[140642] in North American Network Operators' Group
Re: Yahoo and IPv6
daemon@ATHENA.MIT.EDU (Owen DeLong)
Mon May 16 18:47:38 2011
From: Owen DeLong <owen@delong.com>
In-Reply-To: <5A6D953473350C4B9995546AFE9939EE0C9E3290@RWC-EX1.corp.seven.com>
Date: Mon, 16 May 2011 15:44:58 -0700
To: George Bonser <gbonser@seven.com>
Cc: NANOG list <nanog@nanog.org>
Errors-To: nanog-bounces+nanog.discuss=bloom-picayune.mit.edu@nanog.org
On May 16, 2011, at 2:10 AM, George Bonser wrote:
>>
>> Because that way the IPv4 and IPv6 swarms remain disconnected in the
>> absence of some dual stack peers. (I.e., if the swarm is small and
>> you're the only IPv6 participant.)
>>
>> It would be much better if you could go from IPv6 to IPv4 through a
>> NAT64.
>
> The problem is when the client is handed an explicit address rather than
> a host name.

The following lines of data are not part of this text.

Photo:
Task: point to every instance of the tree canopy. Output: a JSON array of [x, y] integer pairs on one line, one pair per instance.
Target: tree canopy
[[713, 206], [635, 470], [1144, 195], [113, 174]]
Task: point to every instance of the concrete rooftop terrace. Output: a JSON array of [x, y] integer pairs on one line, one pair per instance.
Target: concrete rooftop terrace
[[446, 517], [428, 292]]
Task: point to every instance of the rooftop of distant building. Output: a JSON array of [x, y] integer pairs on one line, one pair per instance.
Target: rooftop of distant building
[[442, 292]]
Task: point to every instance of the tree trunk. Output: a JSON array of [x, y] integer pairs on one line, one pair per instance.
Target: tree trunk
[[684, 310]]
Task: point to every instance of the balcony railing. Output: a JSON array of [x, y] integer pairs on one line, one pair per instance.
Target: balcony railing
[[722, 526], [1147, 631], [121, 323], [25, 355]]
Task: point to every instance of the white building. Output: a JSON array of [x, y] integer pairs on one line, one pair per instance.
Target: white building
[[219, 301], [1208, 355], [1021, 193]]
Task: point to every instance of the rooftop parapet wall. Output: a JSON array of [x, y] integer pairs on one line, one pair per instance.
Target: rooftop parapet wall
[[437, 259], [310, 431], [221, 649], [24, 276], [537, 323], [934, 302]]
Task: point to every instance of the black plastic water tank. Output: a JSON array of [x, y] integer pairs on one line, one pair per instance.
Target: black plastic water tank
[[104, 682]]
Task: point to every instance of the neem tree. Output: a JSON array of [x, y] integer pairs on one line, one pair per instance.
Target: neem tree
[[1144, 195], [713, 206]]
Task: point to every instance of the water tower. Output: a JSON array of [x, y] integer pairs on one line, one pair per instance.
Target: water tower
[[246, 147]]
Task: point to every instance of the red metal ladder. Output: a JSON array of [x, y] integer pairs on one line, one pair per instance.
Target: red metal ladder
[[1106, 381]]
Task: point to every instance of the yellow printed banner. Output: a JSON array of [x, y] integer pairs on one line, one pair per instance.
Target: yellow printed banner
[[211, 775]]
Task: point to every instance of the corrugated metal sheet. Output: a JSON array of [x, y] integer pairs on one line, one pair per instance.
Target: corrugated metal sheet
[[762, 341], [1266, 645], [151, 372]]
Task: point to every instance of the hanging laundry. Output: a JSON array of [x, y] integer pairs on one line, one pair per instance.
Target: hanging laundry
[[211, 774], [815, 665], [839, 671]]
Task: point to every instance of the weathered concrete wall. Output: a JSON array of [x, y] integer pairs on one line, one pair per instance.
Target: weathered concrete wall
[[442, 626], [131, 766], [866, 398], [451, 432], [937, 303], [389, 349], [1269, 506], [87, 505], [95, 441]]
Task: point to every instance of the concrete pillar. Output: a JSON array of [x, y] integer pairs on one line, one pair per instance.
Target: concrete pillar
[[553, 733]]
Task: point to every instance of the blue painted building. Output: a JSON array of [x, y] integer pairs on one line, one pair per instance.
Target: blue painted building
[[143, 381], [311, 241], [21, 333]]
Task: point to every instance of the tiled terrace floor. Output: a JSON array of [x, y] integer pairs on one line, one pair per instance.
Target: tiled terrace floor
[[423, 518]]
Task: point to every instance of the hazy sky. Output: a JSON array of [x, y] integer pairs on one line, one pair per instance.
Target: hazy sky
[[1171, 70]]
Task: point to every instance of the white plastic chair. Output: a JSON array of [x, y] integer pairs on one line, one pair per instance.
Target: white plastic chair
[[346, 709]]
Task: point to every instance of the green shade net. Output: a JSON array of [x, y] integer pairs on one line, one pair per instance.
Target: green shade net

In that case, there needs to be some standard environment
> variable for "IPv64 Prefix" that applications can query.
>
> For a browser this might be something like the configured proxy. Maybe
> an OS such as Windows might have a registry value for this. Maybe Linux
> and other unix-like variations could have a sysctl for that.
>
It shouldn't be a sysctl. It should be more like resolv.conf at worst.
> There should be some standard way for a native v6 host to determine the
> v6 to v4 prefix to use in a NAT64 environment.
>
This assumes some standard way to do NAT64.